Pacific Salmon: Ecology and Management of Western Alaska’s Populations

A Hierarchical Framework to Identify Influences on Pacific Salmon Population Abundance and Structure in the Arctic-Yukon-Kuskokwim Region

Megan V. McPhee, Mara S. Zimmerman, Terry D. Beacham, Brian R. Beckman, Jeffrey B. Olsen, Lisa W. Seeb, and William D. Templin

doi: https://doi.org/10.47886/9781934874110.ch58

Abstract.—The causes of spatial and temporal variation in Pacific salmon abundance are poorly understood. An additional challenge in the Arctic-Yukon-Kuskokwim (AYK) region is the expansive and remote nature of salmon habitat. In this paper, the authors discuss a hierarchical framework that may prove helpful in identifying key variables regulating Pacific salmon abundance. The hierarchical framework considers processes that act at multiple scales of space and time, identifies generalizations across scales, and considers interactions among variables operating at different scales.
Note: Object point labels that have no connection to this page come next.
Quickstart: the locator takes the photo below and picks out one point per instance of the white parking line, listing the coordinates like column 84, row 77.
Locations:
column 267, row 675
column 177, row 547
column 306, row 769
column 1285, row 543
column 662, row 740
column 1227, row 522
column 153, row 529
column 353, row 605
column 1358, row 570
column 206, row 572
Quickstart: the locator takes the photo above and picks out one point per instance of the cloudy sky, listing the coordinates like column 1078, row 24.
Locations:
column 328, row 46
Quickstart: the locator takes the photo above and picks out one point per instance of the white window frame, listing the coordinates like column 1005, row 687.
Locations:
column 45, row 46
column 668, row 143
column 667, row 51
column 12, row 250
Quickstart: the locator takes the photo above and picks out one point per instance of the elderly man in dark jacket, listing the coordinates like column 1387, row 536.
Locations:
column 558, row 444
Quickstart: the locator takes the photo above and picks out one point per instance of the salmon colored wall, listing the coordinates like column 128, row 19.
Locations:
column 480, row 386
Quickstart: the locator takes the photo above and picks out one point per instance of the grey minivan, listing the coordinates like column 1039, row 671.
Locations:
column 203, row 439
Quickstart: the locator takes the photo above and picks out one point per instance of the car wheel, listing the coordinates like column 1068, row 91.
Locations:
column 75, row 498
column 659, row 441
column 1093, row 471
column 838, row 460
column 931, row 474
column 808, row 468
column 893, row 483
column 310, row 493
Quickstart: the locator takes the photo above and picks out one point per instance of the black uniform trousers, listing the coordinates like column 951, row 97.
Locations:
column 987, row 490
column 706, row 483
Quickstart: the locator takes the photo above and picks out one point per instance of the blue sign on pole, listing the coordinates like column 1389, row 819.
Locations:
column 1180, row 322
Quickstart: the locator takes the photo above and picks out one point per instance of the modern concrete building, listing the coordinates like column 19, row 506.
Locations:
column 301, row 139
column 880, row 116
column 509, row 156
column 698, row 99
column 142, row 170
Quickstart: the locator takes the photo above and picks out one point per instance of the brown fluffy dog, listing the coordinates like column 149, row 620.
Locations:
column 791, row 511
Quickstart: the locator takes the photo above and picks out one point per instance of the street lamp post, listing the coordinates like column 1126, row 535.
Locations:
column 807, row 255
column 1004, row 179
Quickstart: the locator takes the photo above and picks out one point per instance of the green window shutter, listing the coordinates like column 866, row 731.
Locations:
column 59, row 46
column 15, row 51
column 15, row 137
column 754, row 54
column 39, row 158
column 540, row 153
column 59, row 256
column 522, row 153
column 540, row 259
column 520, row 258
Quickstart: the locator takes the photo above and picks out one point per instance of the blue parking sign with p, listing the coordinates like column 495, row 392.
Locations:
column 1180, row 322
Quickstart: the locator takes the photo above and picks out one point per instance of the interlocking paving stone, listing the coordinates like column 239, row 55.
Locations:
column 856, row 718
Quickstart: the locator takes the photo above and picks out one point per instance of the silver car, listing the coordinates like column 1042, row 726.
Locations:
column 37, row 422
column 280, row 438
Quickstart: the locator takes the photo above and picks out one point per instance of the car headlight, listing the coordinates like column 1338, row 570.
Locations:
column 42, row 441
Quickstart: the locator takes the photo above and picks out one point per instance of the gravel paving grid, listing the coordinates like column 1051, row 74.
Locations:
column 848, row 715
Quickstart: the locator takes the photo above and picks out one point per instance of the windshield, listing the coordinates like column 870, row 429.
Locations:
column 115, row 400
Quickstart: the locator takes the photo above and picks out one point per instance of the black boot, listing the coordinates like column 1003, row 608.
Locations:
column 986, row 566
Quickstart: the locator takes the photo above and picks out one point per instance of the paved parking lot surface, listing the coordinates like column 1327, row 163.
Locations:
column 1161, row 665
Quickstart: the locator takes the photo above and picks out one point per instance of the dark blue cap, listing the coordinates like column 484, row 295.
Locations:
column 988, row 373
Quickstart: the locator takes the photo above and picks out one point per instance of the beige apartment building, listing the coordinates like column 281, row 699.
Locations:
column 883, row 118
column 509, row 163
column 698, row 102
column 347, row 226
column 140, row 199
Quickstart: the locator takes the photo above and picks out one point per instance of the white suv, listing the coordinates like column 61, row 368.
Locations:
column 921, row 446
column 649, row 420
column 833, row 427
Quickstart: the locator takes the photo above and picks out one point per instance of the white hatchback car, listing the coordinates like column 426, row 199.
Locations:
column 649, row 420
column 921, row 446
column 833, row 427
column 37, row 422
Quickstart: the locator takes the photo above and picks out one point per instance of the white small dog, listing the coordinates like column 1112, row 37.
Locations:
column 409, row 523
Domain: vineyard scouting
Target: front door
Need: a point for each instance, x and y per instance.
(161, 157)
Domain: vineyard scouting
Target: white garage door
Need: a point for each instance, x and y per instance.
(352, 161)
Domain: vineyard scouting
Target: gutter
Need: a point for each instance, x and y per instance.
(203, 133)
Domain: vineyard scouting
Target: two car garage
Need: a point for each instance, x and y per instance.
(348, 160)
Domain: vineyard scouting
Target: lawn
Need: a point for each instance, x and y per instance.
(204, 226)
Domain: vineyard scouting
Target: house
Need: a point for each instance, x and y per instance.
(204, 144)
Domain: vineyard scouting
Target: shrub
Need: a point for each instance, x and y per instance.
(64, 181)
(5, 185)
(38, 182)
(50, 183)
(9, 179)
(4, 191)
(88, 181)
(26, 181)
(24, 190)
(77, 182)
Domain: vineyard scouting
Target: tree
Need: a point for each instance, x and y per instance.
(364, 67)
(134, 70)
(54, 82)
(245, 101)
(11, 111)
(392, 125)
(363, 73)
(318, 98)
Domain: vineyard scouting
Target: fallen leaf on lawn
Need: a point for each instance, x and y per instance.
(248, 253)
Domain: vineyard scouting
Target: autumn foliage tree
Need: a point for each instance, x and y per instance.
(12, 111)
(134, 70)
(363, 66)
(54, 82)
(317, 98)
This framework is used to address three overarching questions for the AYK region: 1) What are the important units of focus for conservation and management? 2) What are the factors that control abundance and connectivity of these units? 3) How can these two questions be integrated to better understand and manage Pacific salmon? Genetic and ecotypic units are organized hierarchically in space and time. Genetic units of AYK salmon have been identified at a local level among tributaries in the Yukon and Kuskokwim drainages, the Norton Sound, and at a regional level where all species share similar genetic discontinuities. Ecotypic units are habitat-organismal trait associations characteristic of Pacific salmon, but are not well documented for AYK stocks. The processes controlling abundance and connectivity among these units also occur at multiple hierarchical levels with respect to life history, space, and time. Identifying the scale at which processes or interaction among processes have the largest relative impact on salmon recruitment will be critical to effectively managing Pacific salmon. Four feasible lines of study proposed for gathering informative data from the expansive and remote AYK region include: (1) a spatial comparison between habitat and spawning populations, (2) a comparison of mortality as related to life history diversity, (3) compilation of existing migration data to explain patterns in migration timing, and (4) coordination of genetic data to test hypotheses regarding population structure. Use of existing long-term data and coordination of ongoing research efforts should be of high importance for AYK biologists and managers.